I just wondered if anyone else had any comment on the paronychia, the question of whether to soak or not to soak or is it podiatry folklore?
Dr. Joseph: I’ve always soaked them but if you get the old drawing action, who knows? I have a feeling we all pretty much soak them, except if they have diabetes. I’ve never soaked patients with diabetes.
Dr. Landsman: What’s your rationale, other than the fact that the ADA has an official statement against it?
Dr. Joseph: Pretty much the fact that the ADA has a statement against it. Everywhere it’s been written in big bold print: Never soak the foot in a patient with diabetes. Is there any science behind that idea? I don’t think so. In fact, I know it’s pretty controversial even within the diabetes community whether you should soak or not. I don’t soak ulcers in patients with diabetes. I do soak paronychias, unless the patients have diabetes.
Dr. Landsman: I’m sure you have used saline with the dry dressing for diabetic patients.
Dr. Joseph: Yes.
Dr. Landsman: How do you differentiate saline with the dry dressings from soaks, assuming that your objective is the same, to draw out the garbage?
Dr. Joseph: Because my saline with the dry dressing is in a specific location. There’s more control. I don’t have the patient sticking his or her foot in a basin of water, the same basin they maybe just washed some dishes in or soaked an ingrown toenail in before and you know they didn’t clean it out right. There’s the possibility of cross-contamination from organisms in an inner space getting into a wound, for instance, because they are now freely floating around in the water.

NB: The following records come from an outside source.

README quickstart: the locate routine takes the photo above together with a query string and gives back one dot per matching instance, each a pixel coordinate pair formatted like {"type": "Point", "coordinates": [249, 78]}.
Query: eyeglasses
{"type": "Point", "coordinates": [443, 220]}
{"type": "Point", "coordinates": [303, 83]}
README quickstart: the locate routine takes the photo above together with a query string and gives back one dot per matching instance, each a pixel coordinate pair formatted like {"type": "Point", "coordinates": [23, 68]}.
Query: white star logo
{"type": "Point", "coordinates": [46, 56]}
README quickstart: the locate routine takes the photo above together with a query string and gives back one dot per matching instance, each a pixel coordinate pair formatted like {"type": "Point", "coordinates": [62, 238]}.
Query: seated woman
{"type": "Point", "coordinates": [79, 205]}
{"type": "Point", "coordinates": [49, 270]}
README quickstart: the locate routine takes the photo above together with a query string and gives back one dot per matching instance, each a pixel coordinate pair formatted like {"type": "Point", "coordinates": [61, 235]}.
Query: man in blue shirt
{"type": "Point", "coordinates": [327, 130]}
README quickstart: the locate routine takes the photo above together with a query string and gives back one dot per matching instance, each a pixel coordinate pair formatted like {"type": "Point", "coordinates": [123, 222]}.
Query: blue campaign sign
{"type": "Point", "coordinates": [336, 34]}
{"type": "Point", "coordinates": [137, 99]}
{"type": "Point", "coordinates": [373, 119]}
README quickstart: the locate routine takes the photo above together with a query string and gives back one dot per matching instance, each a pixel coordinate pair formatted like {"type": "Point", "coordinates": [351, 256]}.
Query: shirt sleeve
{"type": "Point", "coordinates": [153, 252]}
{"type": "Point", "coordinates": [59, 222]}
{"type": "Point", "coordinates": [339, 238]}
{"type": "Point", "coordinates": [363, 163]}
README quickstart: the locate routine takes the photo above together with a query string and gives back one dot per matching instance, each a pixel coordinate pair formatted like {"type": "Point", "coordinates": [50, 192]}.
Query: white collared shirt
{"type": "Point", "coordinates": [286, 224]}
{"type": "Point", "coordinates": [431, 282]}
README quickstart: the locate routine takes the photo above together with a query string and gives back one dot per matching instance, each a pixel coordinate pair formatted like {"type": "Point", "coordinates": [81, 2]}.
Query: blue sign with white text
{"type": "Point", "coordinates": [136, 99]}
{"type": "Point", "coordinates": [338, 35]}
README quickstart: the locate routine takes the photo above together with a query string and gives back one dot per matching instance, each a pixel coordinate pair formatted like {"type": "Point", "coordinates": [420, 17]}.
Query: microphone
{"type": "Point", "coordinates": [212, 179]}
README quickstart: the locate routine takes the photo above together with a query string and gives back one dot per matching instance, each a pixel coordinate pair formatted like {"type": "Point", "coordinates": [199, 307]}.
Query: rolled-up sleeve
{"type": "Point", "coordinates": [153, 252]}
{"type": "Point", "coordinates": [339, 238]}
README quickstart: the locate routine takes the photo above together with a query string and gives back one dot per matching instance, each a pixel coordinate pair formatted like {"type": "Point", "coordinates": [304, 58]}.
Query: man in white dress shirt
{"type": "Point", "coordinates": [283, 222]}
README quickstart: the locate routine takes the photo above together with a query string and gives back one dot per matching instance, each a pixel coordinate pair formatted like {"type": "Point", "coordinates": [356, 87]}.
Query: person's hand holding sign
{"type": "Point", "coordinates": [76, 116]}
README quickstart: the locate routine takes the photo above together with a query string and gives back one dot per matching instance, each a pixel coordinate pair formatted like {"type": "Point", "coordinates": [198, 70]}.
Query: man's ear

Usually if I’m giving patients saline soaks, they have a sterile bottle of saline. Sometimes I’ll tell them to mix up their own salt water, but they’re not just sticking with that. There’s not the concern of heat and tolerance. Some patients with diabetes stick their feet under a hot faucet waiting until the water gets to the right temperature but they’re so neuropathic, they can’t feel it so they end up with second-degree burns. So I think there’s a major difference between the dry dressings and soaking.
Dr. Landsman: The concerns you raised, with the exception of regulating the temperature, really can apply to anyone. Any wound has potential for contamination in the basin and the bacteria from between the toes, and yet the diabetics are always pulled aside and you say don’t soak the diabetic.